M-step: This step maximizes the conditional expectation to estimate the next iteration \(\left\{ {\Delta M_{iGM}^{{(n{ + }1)}} ,\Delta M_{iWM}^{{(n{ + }1)}} ,S_{iGM}^{{(n{ + }1)}} ,S_{iWM}^{{(n{ + }1)}} } \right\}\), which can be described as

$$\frac{\partial Q}{{\partial \Delta M_{iGM} }}|_{{\Delta M_{iGM} = \Delta M_{iGM}^{(n + 1)} }} = 0 \Rightarrow \Delta M_{iGM}^{(n + 1)} = \frac{{\sum\nolimits_{t = 1}^{T} {X_{itGM}^{(n)} } }}{{T \cdot P_{iGM} }}$$
(17)
$$\frac{\partial Q}{{\partial \Delta M_{iWM} }}|_{{\Delta M_{iWM} = \Delta M_{iWM}^{(n + 1)} }} = 0 \Rightarrow \Delta M_{iWM}^{(n + 1)} = \frac{{\sum\nolimits_{t = 1}^{T} {X_{itWM}^{(n)} } }}{{T \cdot P_{iWM} }}$$
(18)
$$S_{iGM}^{(n + 1)} = \frac{{\sum\nolimits_{t = 1}^{T} {\left[ {(X_{itGM}^{2} )^{(n)} - 2X_{itGM}^{(n)} P_{iGM} \Delta M_{iGM}^{(n)} + (P_{iGM} \Delta M_{iGM}^{(n)} )^{2} } \right]} }}{{T \cdot P_{iGM} }}$$
(19)
$$S_{iWM}^{(n + 1)} = \frac{{\sum\nolimits_{t = 1}^{T} {\left[ {(X_{itWM}^{2} )^{(n)} - 2X_{itWM}^{(n)} P_{iWM} \Delta M_{iWM}^{(n)} + (P_{iWM} \Delta M_{iWM}^{(n)} )^{2} } \right]} }}{{T \cdot P_{iWM} }}$$
(20)

Based on the proposed sEM algorithm, we can estimate ∆MiGM and ∆MiWM using the multiple measurements of the ASL sequence.

Implementation of the sEM scheme for PV correction

The implementation of the proposed sEM scheme for PV correction can be summarized as follows:

  1. 1.

    Segmentation of high-resolution structural image. The segmented results and ASL data are co-registered. For each mixed voxel at position i, the percentages of GM and WM, PiGM and PiWM, were obtained.

  2. 2.

    Initialization of the model parameters \(\left\{ {\Delta M_{iGM}^{(0)} ,S_{iGM}^{(0)} ,\Delta M_{iWM}^{(0)} ,S_{iWM}^{(0)} } \right\}\).

  3. 3.

    Constitute a column vector with all measurements of the mixed voxel at position i.

  4. 4.

    Iterative estimation of GM and WM components for the mixed voxel at position i using the column vector in step (3), following Eqs. 1720.

  5. 5.

    Repeat steps (3) and (4) for the next voxel until all the voxels are corrected.

Material and evaluation

In this study, the performance of the proposed sEM scheme was evaluated by both digital simulations and clinical data.
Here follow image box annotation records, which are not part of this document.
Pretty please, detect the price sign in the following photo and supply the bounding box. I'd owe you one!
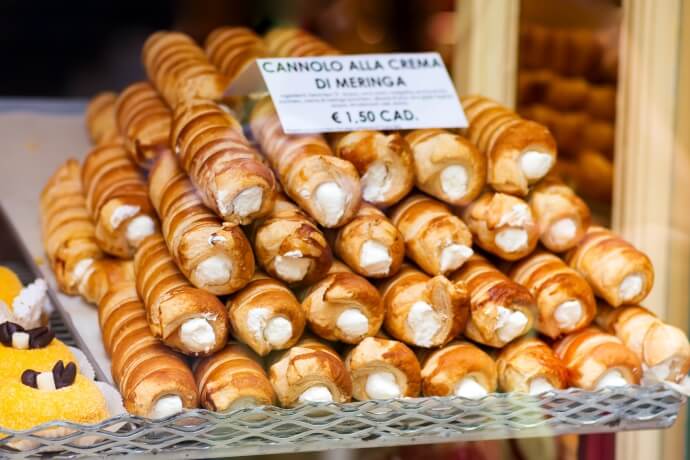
[257,53,467,134]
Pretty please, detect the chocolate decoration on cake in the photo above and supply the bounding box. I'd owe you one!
[0,321,55,349]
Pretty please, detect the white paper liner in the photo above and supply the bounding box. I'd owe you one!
[68,347,96,380]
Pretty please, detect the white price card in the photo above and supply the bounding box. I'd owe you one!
[257,53,467,134]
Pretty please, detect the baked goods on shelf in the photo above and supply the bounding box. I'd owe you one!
[461,96,556,196]
[566,226,654,307]
[462,192,539,260]
[379,265,470,348]
[405,129,487,206]
[170,100,276,224]
[332,203,405,278]
[249,96,361,228]
[194,343,276,412]
[450,254,537,348]
[332,131,415,208]
[496,337,568,395]
[40,159,103,294]
[597,304,690,383]
[301,261,385,343]
[249,194,333,286]
[554,327,642,391]
[268,337,352,407]
[81,142,158,259]
[510,251,597,339]
[391,194,474,275]
[98,282,198,419]
[134,234,228,356]
[345,337,421,401]
[149,152,254,295]
[228,272,306,356]
[422,342,497,399]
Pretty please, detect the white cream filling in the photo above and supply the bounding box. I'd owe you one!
[315,182,347,226]
[125,215,156,246]
[247,307,292,347]
[359,240,393,275]
[407,300,442,347]
[232,187,264,217]
[299,385,333,403]
[360,161,391,202]
[335,308,369,337]
[439,244,474,273]
[72,258,93,281]
[274,251,311,282]
[529,377,553,395]
[149,395,184,419]
[618,273,644,302]
[110,204,141,228]
[441,165,469,200]
[553,300,582,329]
[549,217,577,244]
[12,332,29,350]
[12,278,48,329]
[596,369,628,390]
[495,307,529,343]
[520,150,553,181]
[36,371,56,391]
[180,318,216,353]
[364,372,402,399]
[194,255,233,285]
[494,228,528,252]
[455,377,488,399]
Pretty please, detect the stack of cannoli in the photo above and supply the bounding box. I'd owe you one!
[33,27,690,428]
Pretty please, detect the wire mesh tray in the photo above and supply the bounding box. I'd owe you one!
[0,384,686,459]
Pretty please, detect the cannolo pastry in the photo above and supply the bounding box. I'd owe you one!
[566,226,654,307]
[405,129,486,206]
[149,152,254,295]
[333,203,405,278]
[204,27,266,82]
[510,251,597,339]
[170,101,276,224]
[528,179,591,252]
[450,254,537,348]
[85,91,120,145]
[194,343,276,412]
[79,257,134,305]
[0,361,109,436]
[333,131,415,208]
[461,96,556,196]
[463,192,539,260]
[345,337,421,401]
[115,81,172,169]
[264,27,340,57]
[380,265,469,348]
[391,194,474,275]
[98,282,198,419]
[496,337,568,395]
[142,30,228,108]
[227,273,306,356]
[249,194,333,285]
[422,342,496,399]
[81,143,157,259]
[554,327,642,391]
[134,234,228,356]
[0,265,48,329]
[250,97,361,227]
[268,337,352,407]
[0,321,77,380]
[40,159,103,294]
[301,261,384,343]
[597,304,690,383]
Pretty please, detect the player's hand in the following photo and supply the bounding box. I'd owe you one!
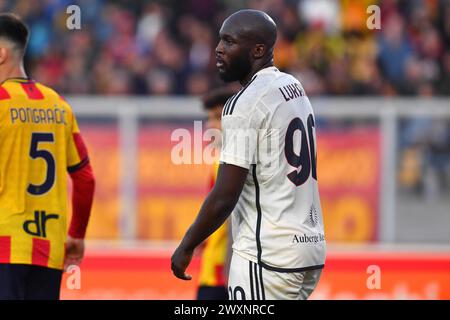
[171,246,193,280]
[64,236,84,270]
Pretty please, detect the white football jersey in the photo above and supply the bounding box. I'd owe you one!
[220,67,326,272]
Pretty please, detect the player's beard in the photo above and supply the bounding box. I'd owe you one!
[219,54,252,82]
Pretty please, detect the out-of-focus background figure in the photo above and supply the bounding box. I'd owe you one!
[197,87,236,300]
[0,0,450,299]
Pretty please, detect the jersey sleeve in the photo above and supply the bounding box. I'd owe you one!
[67,113,89,173]
[220,104,264,169]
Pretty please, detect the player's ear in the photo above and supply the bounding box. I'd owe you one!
[253,44,266,59]
[0,47,8,65]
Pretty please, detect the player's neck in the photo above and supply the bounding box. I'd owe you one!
[239,59,274,86]
[0,64,27,83]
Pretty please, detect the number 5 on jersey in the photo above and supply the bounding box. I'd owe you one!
[27,132,55,195]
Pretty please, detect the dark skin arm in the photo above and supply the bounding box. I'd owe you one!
[172,164,248,280]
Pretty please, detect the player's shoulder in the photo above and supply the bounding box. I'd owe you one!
[223,67,295,117]
[0,78,67,104]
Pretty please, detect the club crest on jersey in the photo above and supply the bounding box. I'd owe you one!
[309,205,319,227]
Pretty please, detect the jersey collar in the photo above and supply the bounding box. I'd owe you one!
[1,77,34,84]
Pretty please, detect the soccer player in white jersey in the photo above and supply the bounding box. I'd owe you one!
[172,10,326,300]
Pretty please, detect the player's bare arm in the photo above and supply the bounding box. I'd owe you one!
[172,164,248,280]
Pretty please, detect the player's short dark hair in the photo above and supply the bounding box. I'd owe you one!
[202,87,236,110]
[0,13,30,54]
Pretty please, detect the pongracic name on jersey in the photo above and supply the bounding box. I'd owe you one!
[10,107,67,125]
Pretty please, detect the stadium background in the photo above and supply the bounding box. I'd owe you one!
[0,0,450,299]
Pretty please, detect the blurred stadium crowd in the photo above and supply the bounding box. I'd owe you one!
[0,0,450,96]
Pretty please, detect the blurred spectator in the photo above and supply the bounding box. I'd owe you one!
[0,0,450,95]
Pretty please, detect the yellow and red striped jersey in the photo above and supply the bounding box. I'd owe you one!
[199,162,229,287]
[0,78,88,269]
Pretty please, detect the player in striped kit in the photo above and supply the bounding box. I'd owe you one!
[0,14,95,299]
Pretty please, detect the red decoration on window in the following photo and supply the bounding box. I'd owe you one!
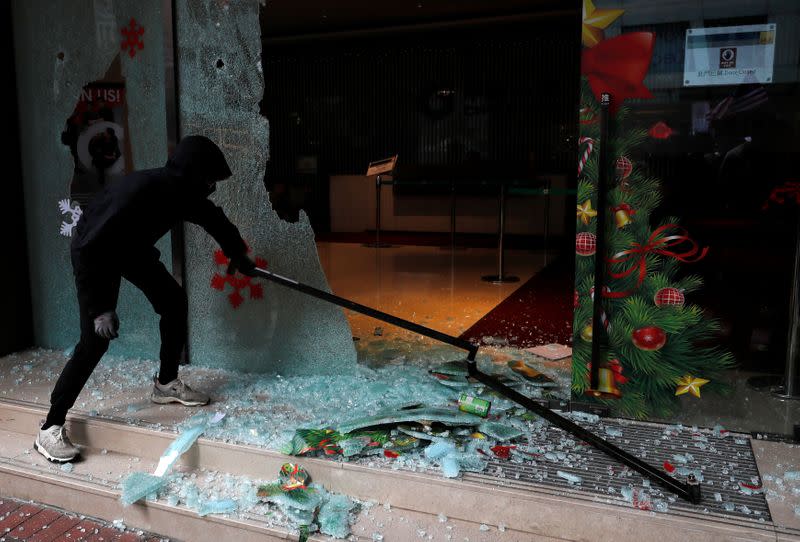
[211,248,267,309]
[120,17,144,58]
[581,32,656,114]
[647,120,674,139]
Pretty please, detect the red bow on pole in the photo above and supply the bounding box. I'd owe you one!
[603,224,708,298]
[581,32,656,114]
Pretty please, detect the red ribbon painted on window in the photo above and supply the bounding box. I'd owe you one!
[603,224,708,299]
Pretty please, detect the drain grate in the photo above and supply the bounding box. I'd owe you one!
[464,418,771,521]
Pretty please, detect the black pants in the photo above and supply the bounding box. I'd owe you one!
[44,250,188,427]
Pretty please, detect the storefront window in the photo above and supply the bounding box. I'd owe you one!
[573,1,800,433]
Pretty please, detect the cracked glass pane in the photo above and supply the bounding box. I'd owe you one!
[13,0,170,358]
[176,0,356,374]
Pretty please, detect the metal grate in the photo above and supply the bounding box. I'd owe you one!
[464,419,771,521]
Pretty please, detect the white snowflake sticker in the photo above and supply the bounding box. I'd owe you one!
[58,199,83,237]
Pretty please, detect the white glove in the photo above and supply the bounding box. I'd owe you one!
[94,311,119,341]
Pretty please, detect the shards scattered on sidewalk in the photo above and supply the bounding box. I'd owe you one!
[257,463,355,542]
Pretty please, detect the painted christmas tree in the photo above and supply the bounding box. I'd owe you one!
[572,71,734,418]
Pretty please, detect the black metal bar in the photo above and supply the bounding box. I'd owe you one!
[256,267,478,360]
[375,175,381,248]
[248,267,701,504]
[467,362,701,504]
[161,0,191,364]
[589,92,611,390]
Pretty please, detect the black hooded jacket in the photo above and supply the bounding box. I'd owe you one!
[72,136,247,317]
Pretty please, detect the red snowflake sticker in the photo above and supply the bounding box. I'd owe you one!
[211,248,267,309]
[120,17,144,58]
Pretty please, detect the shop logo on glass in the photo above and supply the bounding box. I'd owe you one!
[719,47,736,69]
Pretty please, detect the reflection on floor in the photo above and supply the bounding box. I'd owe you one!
[656,370,800,435]
[317,242,544,339]
[318,242,800,440]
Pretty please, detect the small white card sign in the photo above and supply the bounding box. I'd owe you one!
[683,23,776,87]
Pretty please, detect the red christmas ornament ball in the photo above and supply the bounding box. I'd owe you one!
[631,326,667,352]
[653,288,686,307]
[575,231,597,256]
[614,156,633,180]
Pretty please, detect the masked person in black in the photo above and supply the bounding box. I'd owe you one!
[34,136,256,462]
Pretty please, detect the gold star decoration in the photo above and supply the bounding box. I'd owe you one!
[577,199,597,226]
[581,0,625,47]
[675,375,711,399]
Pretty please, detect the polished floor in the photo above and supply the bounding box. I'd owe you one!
[317,242,548,339]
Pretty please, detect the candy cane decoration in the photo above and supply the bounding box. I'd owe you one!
[578,136,594,175]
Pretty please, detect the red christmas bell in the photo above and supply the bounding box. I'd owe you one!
[581,322,592,343]
[611,203,636,228]
[614,156,633,181]
[631,326,667,352]
[586,367,622,399]
[575,231,597,256]
[653,288,686,307]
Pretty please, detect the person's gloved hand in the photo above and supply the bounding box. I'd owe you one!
[228,254,258,277]
[94,311,119,341]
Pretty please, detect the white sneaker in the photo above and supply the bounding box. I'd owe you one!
[150,377,211,406]
[33,425,80,463]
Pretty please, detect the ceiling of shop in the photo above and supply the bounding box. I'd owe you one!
[261,0,581,39]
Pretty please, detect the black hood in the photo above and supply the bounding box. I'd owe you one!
[167,136,232,181]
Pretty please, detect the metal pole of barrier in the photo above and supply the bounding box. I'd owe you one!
[772,215,800,399]
[364,175,392,248]
[481,181,519,284]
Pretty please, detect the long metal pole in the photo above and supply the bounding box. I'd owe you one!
[161,0,191,364]
[467,362,702,504]
[589,93,611,390]
[250,267,701,503]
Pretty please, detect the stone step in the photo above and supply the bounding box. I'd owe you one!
[0,400,788,542]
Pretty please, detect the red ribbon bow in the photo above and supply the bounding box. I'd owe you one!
[603,224,708,298]
[608,359,628,384]
[611,203,636,216]
[581,32,656,114]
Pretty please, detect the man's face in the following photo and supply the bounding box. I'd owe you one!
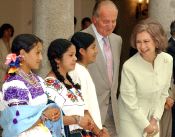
[92,5,118,37]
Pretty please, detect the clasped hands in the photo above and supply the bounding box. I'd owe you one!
[78,116,110,137]
[144,118,159,137]
[43,107,61,121]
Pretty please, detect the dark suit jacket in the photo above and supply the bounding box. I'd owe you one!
[83,25,122,133]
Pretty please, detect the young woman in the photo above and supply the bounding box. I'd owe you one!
[119,19,173,137]
[0,23,14,90]
[45,39,102,137]
[69,32,107,136]
[0,34,64,137]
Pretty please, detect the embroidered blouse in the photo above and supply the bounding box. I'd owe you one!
[2,74,47,106]
[45,77,84,131]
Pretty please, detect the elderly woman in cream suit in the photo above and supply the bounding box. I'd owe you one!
[119,19,173,137]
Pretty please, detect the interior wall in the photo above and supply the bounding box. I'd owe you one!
[74,0,96,31]
[0,0,32,36]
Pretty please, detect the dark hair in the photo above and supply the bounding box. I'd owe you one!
[71,32,95,61]
[131,18,168,53]
[170,20,175,35]
[81,17,91,26]
[0,23,14,38]
[11,34,43,56]
[74,16,77,26]
[92,0,118,17]
[47,39,80,89]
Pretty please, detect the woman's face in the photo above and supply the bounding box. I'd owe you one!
[57,45,77,74]
[80,41,98,65]
[22,42,42,70]
[136,31,156,57]
[3,28,12,40]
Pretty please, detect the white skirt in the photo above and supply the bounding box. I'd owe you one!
[18,126,52,137]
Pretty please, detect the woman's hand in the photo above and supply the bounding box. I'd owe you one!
[78,116,94,130]
[165,97,174,110]
[99,128,110,137]
[43,107,60,121]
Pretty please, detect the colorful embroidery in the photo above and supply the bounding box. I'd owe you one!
[4,86,29,102]
[66,89,78,102]
[45,78,63,91]
[45,78,84,102]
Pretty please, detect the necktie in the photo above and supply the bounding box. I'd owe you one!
[103,38,113,84]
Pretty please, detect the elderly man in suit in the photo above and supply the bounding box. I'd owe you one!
[84,0,122,137]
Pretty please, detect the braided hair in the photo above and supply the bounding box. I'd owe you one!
[47,39,80,89]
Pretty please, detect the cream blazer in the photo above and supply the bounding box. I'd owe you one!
[119,52,173,131]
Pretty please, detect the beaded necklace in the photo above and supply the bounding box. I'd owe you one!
[18,69,40,85]
[45,78,84,102]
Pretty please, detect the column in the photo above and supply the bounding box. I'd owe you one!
[149,0,175,36]
[32,0,74,77]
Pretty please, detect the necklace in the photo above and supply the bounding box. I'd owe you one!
[18,69,38,85]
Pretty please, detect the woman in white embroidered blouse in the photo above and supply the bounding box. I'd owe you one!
[45,39,102,137]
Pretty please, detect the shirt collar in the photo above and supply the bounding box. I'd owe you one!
[92,24,108,42]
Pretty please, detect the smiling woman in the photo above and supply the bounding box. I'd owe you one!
[119,19,173,137]
[0,34,64,137]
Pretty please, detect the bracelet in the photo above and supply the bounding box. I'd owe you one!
[74,116,81,125]
[40,114,48,123]
[96,129,103,137]
[147,129,156,137]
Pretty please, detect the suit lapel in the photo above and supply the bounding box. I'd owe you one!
[87,26,109,85]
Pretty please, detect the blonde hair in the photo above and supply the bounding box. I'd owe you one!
[130,18,168,53]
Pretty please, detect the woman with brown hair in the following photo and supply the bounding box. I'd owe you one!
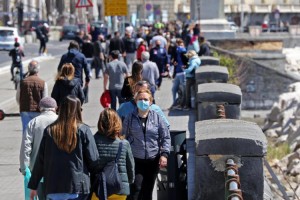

The two simulations listed below were designed to evaluate its performance quantitatively, especially with regards to noise reduction, lesion detection, and its potential to estimate CBF from fewer measurements. After the simulation studies, the in vivo ASL data were used to evaluate the clinical feasibility.

Simulation 1

In this simulation, a digital head phantom was generated from a structural MRI brain dataset with a voxel size of 1 × 1 × 1 mm3. After the normalization and segmentation of the MRI data using SPM8 software, the posterior probability images of GM and WM were generated. Next, the images were masked to remove the voxels with probabilities lower than 0.1 [7, 9]. The head phantom was simulated as follows:

  1. 1.

    The probability images were resampled to a size of 60 × 72 × 60, with a spatial resolution of 3 × 3 × 3 mm3 using SPM8.

  2. 2.

    Across the whole brain, the WM region was simulated as 20 mL/100 g/min.

  3. 3.

    The GM was simulated as 60 mL/100 g/min, with a hypo-perfused region (30 mL/100 g/min) and a hyper-perfused region (90 mL/100 g/min). Both of the regions were spherical regions with a radius of 5.

  4. 4.

    Based on the probability images and the signals of GM and WM, the perfusion signal of each voxel in the 3D perfusion image was generated according to Eq. 1.

  5. 5.

    It was reported that the noise level of the ASL data ranges from 6.7 to 13.2 according to different labeling schemes and readout sequences [19]. To evaluate the noise impact on PV correction, three different levels of Gaussian noise, with a standard deviation (std) of 5, 10 and 15, respectively, were added into the 3D perfusion image to generate low-, middle-, and high-noise realizations. The highest noise was approximately 25% (15/60) of the GM signal.

  6. 6.

    Generally, the number of label/control pairs is set as 40–60. To evaluate the proposed method, 40 noisy realizations were generated for each ASL sequence.

Simulation 2

To evaluate the benefit of PV correction on the lesion detection of small CBF alterations, in this simulation, three regions with different sizes and simulated values, instead of the two regions used in step (3) of Simulation 1, were simulated inside the homogeneous GM tissues: (1) a spherical region of radius 5 with CBF of 75 mL/100 g/min, (2) a 3 × 3 × 3 cubic region with CBF of 45 mL/100 g/min, and (3) a 2 × 2 × 2 cubic region with CBF of 75 mL/100 g/min. The difference between the three regions and the homogeneous GM region were selected from the high std of noise, i.e., 15.

In vivo data

To test the feasibility of PV correction on in vivo ASL data, the ASL scans were collected from three healthy subjects, which were acquired by a Siemens 3T scanner using the pseudo-continuous ASL perfusion imaging sequence with gradient-echo echoplanar imaging (EPI). The acquisition parameters were TR = 4 s, TE = 11 ms, FOV = 220 × 220 mm2, voxel size = 3.4 × 3.4 × 5 mm3, matrix = 64 × 64 × 20, flip angle = 90°, and post labeling delay = 1.5 s. Forty label/control pairs were acquired. A high-resolution structural image was also acquired with the following parameters: TR = 1900 ms, TE = 2.9 ms, FOV = 250 × 250 mm2, matrix = 256 × 256 × 176, and flip angle = 90°.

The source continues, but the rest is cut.